The renderer picks the shaper per-run based on the run’s script: Arabic runs get the full shaper, Latin runs with ligatures off get the noop.
ShapedRun — what comes out
pub struct ShapedRun {
pub glyphs: Vec<Glyph>, // positioned glyphs
pub clusters: Vec<ClusterMap>, // grapheme-to-glyph mapping
/* advances, bounds, etc. */
}ClusterMap is the bridge back to logical text: for each grapheme in
the input run, it records which glyph(s) render it. Essential for
cursor positioning and hit-testing.
Worked example — sketch of the cache path
use ftui_text::shaping::{ShapingCache, ShapingKey, TextShaper};
fn shape_or_cache(
cache: &mut ShapingCache,
shaper: &dyn TextShaper,
run: &TextRun,
) -> ShapedRun {
let key = ShapingKey::for_run(run, /* style, font, size, features */);
if let Some(hit) = cache.get(&key) {
return hit.clone();
}
let shaped = shaper.shape(run, &key);
cache.insert(key, shaped.clone());
shaped
}In steady state (scrolling a code file, typing into a textarea), the vast majority of calls land on the cache hit path.
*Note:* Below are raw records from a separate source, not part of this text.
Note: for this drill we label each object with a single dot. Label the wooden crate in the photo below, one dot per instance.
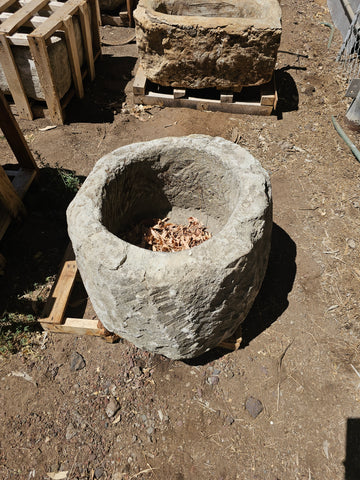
(251, 100)
(43, 18)
(55, 319)
(13, 183)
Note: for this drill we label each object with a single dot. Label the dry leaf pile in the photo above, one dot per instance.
(165, 236)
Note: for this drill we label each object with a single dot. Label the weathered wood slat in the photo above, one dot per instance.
(4, 4)
(15, 137)
(86, 30)
(73, 55)
(40, 55)
(144, 94)
(8, 196)
(22, 16)
(48, 28)
(62, 293)
(13, 79)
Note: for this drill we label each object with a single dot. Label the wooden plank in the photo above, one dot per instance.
(86, 31)
(33, 22)
(21, 16)
(19, 39)
(76, 326)
(129, 9)
(41, 58)
(73, 55)
(13, 79)
(95, 22)
(204, 104)
(80, 326)
(15, 137)
(226, 97)
(5, 220)
(139, 85)
(8, 196)
(4, 4)
(2, 264)
(48, 28)
(179, 92)
(62, 293)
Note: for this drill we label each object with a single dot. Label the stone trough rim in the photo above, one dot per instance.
(214, 243)
(147, 7)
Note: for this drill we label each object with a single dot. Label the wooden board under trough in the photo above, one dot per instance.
(55, 313)
(251, 100)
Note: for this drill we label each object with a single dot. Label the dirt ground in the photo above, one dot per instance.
(286, 405)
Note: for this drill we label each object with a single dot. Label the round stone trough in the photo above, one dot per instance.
(179, 304)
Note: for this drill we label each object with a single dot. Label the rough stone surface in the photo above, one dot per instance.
(59, 61)
(208, 44)
(254, 406)
(176, 304)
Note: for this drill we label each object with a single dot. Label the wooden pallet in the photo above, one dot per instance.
(14, 183)
(251, 100)
(55, 318)
(43, 18)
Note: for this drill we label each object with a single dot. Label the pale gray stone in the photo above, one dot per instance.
(176, 304)
(201, 44)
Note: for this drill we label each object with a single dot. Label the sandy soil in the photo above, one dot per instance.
(286, 404)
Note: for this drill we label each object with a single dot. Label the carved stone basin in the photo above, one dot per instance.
(183, 303)
(202, 44)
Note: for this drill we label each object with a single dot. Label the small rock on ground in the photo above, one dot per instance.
(112, 408)
(254, 406)
(77, 362)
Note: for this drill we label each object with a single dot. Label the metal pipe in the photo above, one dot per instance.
(346, 139)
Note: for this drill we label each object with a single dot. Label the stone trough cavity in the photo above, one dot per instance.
(201, 44)
(184, 303)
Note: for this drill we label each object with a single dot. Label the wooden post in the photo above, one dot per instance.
(86, 31)
(14, 136)
(13, 79)
(73, 55)
(40, 55)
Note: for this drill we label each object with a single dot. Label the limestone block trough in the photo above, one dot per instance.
(201, 44)
(184, 303)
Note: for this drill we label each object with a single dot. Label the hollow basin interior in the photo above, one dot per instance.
(175, 184)
(211, 8)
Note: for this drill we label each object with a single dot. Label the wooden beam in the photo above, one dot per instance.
(21, 16)
(8, 196)
(86, 31)
(15, 137)
(139, 82)
(95, 22)
(13, 79)
(2, 264)
(4, 4)
(41, 58)
(48, 28)
(62, 293)
(73, 54)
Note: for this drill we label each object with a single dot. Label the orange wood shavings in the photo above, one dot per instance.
(164, 236)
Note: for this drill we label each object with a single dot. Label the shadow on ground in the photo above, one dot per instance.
(272, 299)
(34, 246)
(288, 95)
(105, 94)
(352, 460)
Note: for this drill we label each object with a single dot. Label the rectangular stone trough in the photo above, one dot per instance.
(201, 44)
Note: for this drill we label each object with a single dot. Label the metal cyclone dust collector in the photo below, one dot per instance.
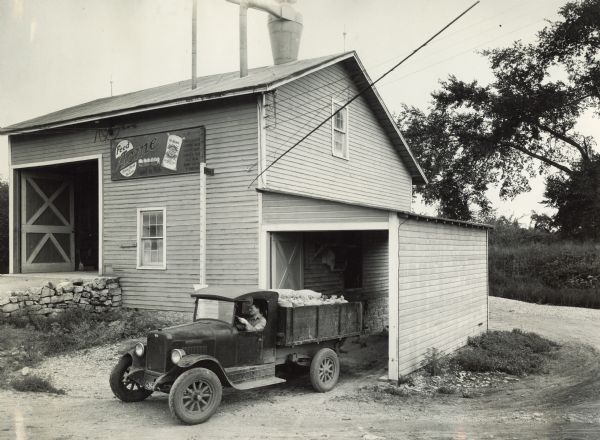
(285, 29)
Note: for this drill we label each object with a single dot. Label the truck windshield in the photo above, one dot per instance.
(214, 309)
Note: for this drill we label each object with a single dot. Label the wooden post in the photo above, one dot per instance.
(393, 294)
(243, 38)
(194, 10)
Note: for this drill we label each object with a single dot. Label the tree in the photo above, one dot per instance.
(522, 124)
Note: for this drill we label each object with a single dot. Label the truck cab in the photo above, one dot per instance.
(192, 362)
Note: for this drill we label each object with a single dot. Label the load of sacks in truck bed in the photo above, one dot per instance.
(305, 297)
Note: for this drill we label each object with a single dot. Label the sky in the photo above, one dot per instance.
(59, 53)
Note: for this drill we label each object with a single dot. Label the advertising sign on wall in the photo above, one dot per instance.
(158, 154)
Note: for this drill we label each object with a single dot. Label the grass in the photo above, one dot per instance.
(26, 341)
(562, 273)
(518, 353)
(35, 384)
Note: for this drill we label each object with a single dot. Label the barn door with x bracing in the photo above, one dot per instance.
(286, 261)
(47, 211)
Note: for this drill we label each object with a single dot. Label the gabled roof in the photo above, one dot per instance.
(221, 86)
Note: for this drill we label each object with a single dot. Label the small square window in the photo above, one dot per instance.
(151, 238)
(339, 131)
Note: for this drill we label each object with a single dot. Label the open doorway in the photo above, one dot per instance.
(352, 263)
(59, 227)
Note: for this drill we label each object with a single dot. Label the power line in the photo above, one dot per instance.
(362, 91)
(460, 53)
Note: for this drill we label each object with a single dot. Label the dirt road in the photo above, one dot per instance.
(562, 404)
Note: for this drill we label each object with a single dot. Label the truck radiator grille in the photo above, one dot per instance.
(156, 353)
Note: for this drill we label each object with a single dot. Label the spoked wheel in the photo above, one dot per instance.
(195, 396)
(324, 370)
(122, 386)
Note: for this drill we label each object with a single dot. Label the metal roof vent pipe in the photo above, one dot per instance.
(285, 30)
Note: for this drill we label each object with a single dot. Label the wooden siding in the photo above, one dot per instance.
(442, 288)
(374, 175)
(287, 209)
(232, 211)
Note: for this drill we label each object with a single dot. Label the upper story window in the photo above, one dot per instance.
(339, 131)
(152, 238)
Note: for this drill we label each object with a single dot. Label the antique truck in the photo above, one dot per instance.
(193, 362)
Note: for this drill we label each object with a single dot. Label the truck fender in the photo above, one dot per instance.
(136, 371)
(204, 361)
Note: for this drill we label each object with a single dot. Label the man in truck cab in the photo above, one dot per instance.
(256, 322)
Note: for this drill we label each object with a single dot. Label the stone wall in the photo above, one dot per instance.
(97, 295)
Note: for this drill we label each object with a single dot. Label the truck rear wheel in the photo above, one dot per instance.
(324, 370)
(124, 388)
(195, 396)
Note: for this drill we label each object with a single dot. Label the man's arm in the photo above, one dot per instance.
(260, 325)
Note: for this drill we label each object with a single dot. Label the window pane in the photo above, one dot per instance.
(339, 121)
(152, 252)
(152, 224)
(339, 143)
(151, 240)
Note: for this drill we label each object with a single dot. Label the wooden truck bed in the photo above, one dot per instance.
(307, 324)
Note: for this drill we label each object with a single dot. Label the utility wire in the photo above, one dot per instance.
(370, 86)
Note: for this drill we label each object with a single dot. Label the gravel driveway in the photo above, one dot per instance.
(561, 404)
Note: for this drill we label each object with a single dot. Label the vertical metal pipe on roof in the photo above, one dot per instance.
(243, 38)
(194, 10)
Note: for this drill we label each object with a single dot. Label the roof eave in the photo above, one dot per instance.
(22, 129)
(418, 176)
(133, 110)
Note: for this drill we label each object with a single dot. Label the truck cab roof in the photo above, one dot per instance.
(234, 293)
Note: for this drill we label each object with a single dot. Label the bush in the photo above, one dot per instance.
(517, 352)
(434, 362)
(446, 390)
(35, 384)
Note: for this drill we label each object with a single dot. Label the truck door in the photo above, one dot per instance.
(250, 348)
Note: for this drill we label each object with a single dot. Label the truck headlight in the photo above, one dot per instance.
(139, 349)
(176, 355)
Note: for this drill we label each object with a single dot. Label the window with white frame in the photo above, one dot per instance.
(339, 130)
(152, 238)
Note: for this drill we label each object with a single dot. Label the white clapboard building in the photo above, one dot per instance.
(159, 188)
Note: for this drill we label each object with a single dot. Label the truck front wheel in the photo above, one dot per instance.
(195, 396)
(324, 370)
(122, 386)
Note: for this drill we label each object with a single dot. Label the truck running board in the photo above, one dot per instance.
(263, 382)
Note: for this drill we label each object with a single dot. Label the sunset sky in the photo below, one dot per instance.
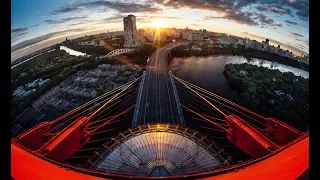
(39, 23)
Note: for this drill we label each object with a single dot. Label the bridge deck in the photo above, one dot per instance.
(158, 103)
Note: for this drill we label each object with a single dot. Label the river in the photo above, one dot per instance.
(30, 58)
(207, 72)
(73, 52)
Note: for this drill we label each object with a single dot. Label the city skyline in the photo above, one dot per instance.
(39, 24)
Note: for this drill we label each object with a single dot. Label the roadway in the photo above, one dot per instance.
(158, 104)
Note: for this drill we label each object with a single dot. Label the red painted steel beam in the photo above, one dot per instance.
(66, 142)
(287, 164)
(248, 139)
(282, 132)
(33, 138)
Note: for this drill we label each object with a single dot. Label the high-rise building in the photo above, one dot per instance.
(131, 37)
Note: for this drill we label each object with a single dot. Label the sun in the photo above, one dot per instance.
(158, 23)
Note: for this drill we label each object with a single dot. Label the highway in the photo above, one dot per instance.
(158, 104)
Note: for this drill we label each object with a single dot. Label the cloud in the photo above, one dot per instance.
(102, 5)
(32, 41)
(16, 30)
(282, 7)
(274, 9)
(211, 17)
(295, 34)
(164, 17)
(65, 10)
(64, 20)
(301, 7)
(18, 33)
(267, 21)
(291, 22)
(241, 18)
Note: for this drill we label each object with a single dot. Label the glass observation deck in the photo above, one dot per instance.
(158, 150)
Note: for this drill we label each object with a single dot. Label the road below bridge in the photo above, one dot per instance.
(158, 103)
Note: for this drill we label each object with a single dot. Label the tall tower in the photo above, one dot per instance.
(130, 30)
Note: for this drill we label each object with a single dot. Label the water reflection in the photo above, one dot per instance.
(73, 52)
(206, 72)
(267, 64)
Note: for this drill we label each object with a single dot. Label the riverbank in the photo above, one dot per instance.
(271, 93)
(186, 51)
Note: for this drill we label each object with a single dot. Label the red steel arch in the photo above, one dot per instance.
(289, 163)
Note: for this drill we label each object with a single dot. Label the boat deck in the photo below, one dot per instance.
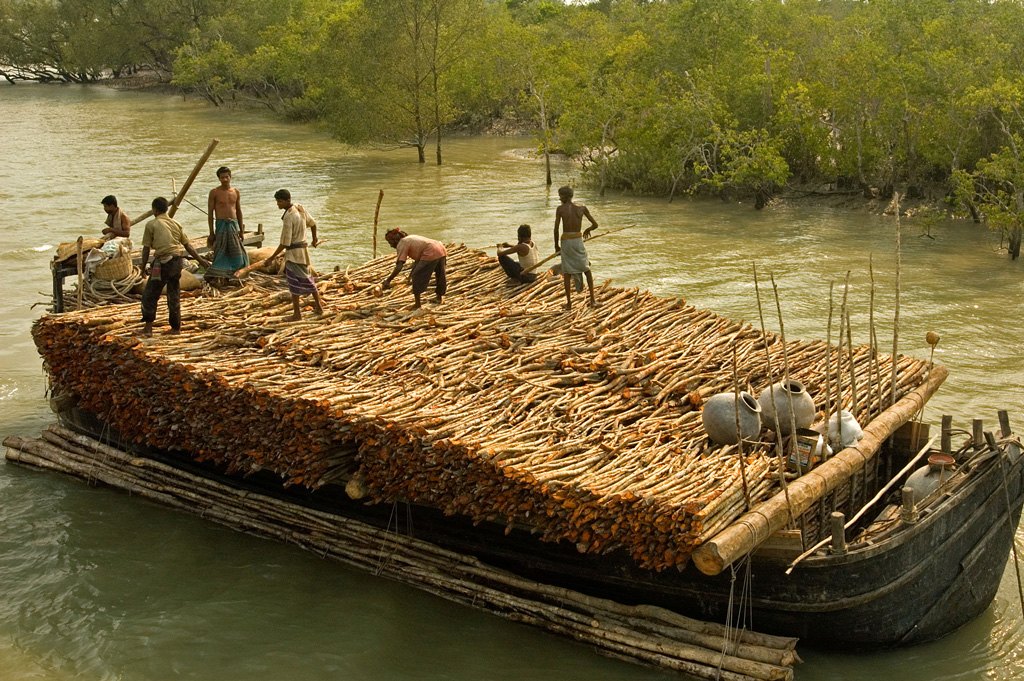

When do entries actually get recomputed?
The cache generation bumps when:
- The font set loaded into the process changes.
- The DPR / zoom level changes (if the caller wires it into the key).
- The ASCII fast-path opts out (a new grapheme with multiple codepoints appears and forces the real shaper).
In ordinary use, the generation does not bump for seconds at a time, and the hit rate stays very high.
Pitfalls
Don’t put user-typed Unicode directly in the key. Hash it. The cache is keyed by hash, not by string, specifically to keep the key small and the lookup cheap.
Clearing the cache is almost always wrong. Bump the generation
instead. A manual clear() defeats the LRU’s amortized behavior and
causes a cold-cache stall on the next frame.
Shaping is not layout. The shaper tells you glyph positions within a run. It does not wrap lines. Line wrapping lives at the widget layer on top of the width cache; see grapheme / width.